Der Hund im Wandel der Zeit: Vom Beschützer zum Familienmitglied

Der Hund im Wandel der Zeit: Vom Beschützer zum Familienmitglied
Imagewandel: Der Hund gilt noch immer als bester Freund des Menschen. Doch sein Status hat sich verändert.

Herr Brodmann – so ruft Lifeball-Organisator Gerry Keszler seinen kleinen Hund. Der sieht zwar harmlos aus. Aber glaubt man Society-Insidern, hat der hellbraune Pinscher ganz schön Biss. Mehr als einem Promi habe Herr Brodmann bereits seinen Beschützerinstinkt bewiesen.

Weit dramatischere Bissvorfälle erregten zuletzt Aufsehen und führten in Wien sogar zu Verschärfungen im Tierhaltegesetz (siehe Artikel unten). Doch sind diese alleine am Imagewandel des Hundes schuld?

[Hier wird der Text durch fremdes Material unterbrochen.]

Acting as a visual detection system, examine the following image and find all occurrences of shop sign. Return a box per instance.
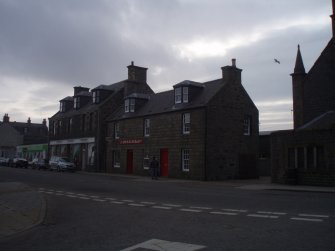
[118,139,143,145]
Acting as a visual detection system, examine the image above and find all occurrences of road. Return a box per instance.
[0,167,335,250]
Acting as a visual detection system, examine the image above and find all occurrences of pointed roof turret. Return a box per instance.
[293,44,306,74]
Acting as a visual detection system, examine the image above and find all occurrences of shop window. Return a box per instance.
[183,113,191,134]
[182,149,190,172]
[144,119,150,137]
[113,150,121,168]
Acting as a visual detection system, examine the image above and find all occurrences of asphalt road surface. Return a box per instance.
[0,167,335,251]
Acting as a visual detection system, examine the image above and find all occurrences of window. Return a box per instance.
[59,102,65,112]
[243,116,251,136]
[124,98,135,112]
[174,87,189,104]
[113,150,121,168]
[174,87,181,104]
[144,119,150,137]
[181,149,190,172]
[114,123,120,139]
[183,113,191,134]
[73,97,80,109]
[183,87,188,103]
[93,91,100,104]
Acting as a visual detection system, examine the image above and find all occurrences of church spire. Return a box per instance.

Die Aufgaben der Hunde haben sich jedenfalls im Lauf der Zeit verändert: Früher wurden sie wegen ihres Beschützerinstinkts gehalten. Heute sollen sie – überspitzt formuliert – nicht mehr bellen, keinesfalls beißen und nirgends mehr markieren.

„Fast niemand weiß, dass Menschen Chihuahuas (kleinste Hunderasse, Anm.) züchteten, um Ratten zu jagen“, erzählt Alexandra Wischall-Wagner, Psychologin und Präsidentin des Vereins für österreichische Hundetrainer. Insgesamt 350 Hunderassen wurden gezüchtet und jede von ihnen sollte eine bestimmte Aufgabe erfüllen. So etwa Schlittenhunde. Geschaffen, um weite Strecken laufen zu können.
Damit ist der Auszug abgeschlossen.